Functional control of the Senate by Republicans lets Cuomo claim to support policies supported by a majority of New Yorkers while never having to sign anything into law that he personally opposes, like local control of minimum wages or public financing of campaigns. "It couldn't get through the Senate," has been the refrain for decades and it has served Andrew Cuomo and the big money players that are his real power base very, very well.
When you add Cuomo's recent attack on public school teachers and their "monopoly," the picture as to why he's done something less than the bare minimum to make good his promise to fight for a Democratic NY Senate become clearer.
Cuomo has been a vigorous advocate of the education "reform" movement, a collection of hedge fund funded charlatans that are looking to siphon as much public money as possible from public education under the guise of "disrupting" education as we know it. Those same forces, big financial backers of Cuomo, are also huge players in the fight for control of the Senate and they are spending enormous sums of money to maintain or even strengthen Republican control of the chamber. Cuomo is not about to fight against his staunchest and most generous allies to win any brownie points with the progressives he despises.
Critics are taking Governor Andrew Cuomo's recent political attacks on unionized teachers as the strongest evidence yet he is working toward a Republican-led State Senate, despite of his pledge to help Democrats win the chamber.
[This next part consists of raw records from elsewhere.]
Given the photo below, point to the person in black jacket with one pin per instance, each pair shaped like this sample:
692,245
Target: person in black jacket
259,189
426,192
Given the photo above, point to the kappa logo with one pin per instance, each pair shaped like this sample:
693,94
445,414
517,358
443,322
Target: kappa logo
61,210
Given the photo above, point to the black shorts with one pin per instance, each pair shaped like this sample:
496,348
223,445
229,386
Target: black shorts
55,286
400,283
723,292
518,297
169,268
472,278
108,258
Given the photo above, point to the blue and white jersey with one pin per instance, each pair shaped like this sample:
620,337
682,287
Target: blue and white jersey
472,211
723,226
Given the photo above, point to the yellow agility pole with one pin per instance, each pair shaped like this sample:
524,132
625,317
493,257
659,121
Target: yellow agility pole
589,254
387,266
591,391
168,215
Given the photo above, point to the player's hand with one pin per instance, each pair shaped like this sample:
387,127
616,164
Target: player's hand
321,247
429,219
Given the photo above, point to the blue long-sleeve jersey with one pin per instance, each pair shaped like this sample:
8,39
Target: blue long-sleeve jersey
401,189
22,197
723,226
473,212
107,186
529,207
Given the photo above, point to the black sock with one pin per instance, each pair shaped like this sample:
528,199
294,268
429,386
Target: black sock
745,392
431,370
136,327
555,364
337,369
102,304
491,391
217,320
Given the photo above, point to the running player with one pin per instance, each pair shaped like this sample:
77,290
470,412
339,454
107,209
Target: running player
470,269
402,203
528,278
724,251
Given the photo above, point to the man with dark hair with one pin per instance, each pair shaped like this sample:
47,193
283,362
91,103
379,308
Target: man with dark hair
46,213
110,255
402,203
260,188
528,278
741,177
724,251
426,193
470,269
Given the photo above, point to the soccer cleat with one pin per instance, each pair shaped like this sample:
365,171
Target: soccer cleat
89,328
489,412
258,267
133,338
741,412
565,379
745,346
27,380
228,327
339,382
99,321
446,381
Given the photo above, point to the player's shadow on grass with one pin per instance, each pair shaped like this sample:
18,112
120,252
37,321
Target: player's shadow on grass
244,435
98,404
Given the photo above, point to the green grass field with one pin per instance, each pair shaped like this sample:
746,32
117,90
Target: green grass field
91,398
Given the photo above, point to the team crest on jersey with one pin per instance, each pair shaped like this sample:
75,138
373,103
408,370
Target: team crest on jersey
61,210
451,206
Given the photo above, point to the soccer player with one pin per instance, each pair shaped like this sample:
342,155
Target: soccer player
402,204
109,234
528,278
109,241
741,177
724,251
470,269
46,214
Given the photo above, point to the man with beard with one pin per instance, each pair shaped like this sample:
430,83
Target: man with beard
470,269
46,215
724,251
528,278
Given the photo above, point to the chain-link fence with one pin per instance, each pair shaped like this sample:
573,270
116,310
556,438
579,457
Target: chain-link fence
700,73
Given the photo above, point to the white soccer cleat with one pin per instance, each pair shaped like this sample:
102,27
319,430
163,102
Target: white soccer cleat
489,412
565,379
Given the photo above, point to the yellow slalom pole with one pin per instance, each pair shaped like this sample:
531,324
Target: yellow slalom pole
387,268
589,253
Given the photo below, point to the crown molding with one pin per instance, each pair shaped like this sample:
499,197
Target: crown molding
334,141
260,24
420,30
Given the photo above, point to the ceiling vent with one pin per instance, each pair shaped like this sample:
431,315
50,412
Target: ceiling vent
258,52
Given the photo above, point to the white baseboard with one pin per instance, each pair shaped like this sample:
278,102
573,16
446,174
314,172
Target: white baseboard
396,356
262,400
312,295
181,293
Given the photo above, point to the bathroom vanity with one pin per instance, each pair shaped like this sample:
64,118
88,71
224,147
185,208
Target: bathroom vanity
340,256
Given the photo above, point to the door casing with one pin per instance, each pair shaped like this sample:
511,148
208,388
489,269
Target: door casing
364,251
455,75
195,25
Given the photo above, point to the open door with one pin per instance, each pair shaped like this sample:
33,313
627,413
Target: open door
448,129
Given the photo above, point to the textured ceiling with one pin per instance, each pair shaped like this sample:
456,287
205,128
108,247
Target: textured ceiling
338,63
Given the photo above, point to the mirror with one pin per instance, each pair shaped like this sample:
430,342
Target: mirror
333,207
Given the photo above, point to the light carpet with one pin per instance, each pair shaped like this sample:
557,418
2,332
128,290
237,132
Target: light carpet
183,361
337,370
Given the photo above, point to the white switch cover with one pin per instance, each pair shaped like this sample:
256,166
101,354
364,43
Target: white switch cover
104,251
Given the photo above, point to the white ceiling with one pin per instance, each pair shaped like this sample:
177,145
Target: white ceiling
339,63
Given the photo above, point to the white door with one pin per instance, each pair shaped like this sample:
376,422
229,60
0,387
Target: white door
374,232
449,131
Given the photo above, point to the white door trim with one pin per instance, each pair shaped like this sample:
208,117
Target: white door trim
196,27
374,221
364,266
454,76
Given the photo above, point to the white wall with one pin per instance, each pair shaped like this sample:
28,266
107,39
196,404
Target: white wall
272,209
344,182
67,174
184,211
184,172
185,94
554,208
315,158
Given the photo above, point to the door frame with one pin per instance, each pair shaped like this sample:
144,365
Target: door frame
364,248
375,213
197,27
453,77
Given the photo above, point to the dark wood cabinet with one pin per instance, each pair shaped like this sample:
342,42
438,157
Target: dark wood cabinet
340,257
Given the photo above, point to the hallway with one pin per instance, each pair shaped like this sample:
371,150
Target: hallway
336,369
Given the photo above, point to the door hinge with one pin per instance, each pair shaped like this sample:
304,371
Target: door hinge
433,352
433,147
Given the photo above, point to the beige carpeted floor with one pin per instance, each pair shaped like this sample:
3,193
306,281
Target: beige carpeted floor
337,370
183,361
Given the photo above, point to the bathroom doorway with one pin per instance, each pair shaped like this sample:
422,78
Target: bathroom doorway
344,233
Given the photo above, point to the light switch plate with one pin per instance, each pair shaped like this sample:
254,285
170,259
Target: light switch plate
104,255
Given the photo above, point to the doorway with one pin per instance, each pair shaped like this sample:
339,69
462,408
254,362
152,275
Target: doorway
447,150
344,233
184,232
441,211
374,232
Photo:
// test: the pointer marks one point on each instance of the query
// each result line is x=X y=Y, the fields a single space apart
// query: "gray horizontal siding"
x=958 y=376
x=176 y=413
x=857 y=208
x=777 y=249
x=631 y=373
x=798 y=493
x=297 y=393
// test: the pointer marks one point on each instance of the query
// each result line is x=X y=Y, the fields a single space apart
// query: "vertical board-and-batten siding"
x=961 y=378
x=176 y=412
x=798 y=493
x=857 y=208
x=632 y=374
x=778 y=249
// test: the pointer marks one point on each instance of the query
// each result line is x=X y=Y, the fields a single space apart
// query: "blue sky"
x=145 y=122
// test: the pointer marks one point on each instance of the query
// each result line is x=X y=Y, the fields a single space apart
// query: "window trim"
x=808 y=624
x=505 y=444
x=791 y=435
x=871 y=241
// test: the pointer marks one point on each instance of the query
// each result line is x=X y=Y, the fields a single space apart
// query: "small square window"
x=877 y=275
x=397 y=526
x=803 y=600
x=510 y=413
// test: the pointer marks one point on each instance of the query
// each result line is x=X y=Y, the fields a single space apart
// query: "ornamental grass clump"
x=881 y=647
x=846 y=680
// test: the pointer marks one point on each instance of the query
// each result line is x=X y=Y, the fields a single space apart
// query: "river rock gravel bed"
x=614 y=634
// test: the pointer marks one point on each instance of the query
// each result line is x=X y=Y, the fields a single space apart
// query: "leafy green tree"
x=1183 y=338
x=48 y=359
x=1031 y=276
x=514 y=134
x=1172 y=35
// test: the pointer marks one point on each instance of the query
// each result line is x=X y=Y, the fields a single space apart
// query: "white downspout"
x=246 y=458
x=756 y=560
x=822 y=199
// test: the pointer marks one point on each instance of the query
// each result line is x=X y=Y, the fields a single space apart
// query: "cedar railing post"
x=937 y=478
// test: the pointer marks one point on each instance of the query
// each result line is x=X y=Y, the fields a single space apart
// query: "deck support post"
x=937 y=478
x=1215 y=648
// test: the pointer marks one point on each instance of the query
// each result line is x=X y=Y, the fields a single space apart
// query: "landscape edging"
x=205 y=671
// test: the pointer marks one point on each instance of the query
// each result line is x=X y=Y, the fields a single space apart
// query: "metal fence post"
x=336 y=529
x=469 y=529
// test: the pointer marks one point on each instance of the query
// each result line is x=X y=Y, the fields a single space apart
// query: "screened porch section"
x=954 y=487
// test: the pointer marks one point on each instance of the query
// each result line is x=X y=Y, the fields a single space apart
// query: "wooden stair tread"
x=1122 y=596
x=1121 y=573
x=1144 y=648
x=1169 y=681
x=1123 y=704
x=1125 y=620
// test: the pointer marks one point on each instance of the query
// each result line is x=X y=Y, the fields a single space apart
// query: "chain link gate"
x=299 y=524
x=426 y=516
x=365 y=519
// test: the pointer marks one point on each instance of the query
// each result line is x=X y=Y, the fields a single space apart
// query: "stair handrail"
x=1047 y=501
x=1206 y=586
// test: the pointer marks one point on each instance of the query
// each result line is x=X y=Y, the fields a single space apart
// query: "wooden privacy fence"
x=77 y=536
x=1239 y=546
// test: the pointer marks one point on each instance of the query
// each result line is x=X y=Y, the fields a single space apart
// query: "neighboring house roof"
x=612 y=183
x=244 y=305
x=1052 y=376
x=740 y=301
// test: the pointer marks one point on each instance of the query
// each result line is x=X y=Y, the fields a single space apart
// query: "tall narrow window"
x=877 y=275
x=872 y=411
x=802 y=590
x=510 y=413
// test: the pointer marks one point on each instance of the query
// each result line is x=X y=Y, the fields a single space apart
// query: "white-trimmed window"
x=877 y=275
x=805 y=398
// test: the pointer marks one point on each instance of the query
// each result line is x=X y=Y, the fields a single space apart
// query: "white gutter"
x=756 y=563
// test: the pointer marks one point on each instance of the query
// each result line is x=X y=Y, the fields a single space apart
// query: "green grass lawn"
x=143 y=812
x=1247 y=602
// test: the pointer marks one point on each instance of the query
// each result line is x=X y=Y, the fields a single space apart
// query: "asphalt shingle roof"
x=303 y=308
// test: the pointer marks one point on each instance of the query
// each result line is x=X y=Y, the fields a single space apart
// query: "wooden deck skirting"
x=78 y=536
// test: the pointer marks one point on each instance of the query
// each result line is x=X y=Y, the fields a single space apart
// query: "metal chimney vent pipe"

In telling the Daily News editorial board he hoped to break "one of the only remaining public monopolies" with stricter teacher evaluations and competition from charter schools, the Democratic governor laid out a second-term education agenda in sync with charter school advocates—including several deep-pocketed hedge fund managers—who have donated millions to his campaign and to Republicans trying to keep their majority in the Senate.
Anybody paying attention knew that Cuomo would never follow through. Fortunately, lots of people were indeed paying attention.
"Everybody realized that he has reneged on [his pledge to support Democrats] completely," said Phil Rumore, president of the Buffalo Teachers Federation and an active W.F.P. member who opposed the party's endorsement of Cuomo. "Unfortunately, there are some politicians who will say anything to get what they want. Many of us that voted against the endorsement knew that this was going to happen. It's not surprising."
Zephyr Teachout, who challenged Cuomo in the Democratic primary after the W.F.P. rejected her bid for the third party's nomination, said she never took seriously Cuomo's pledge to elect Democrats to the upper chamber.
"Andrew Cuomo hasn't done half of what he should for getting Senate Dems to come back," she said. "This is the language of donors. This is not the language of New Yorkers. … I think it reveals the club he's hanging out with."
So the battle for control of the NY Senate has Cuomo's strongest backers, hedge fund charter schools people, NYC real estate tycoons on one side and teachers unions, WFP and other progressive orgs on the other.
Cuomo was never going to engage in this fight on the progressive side and is now even moving to weaken that side as much as possible going forward.
He was never going to cross the interests of his real base.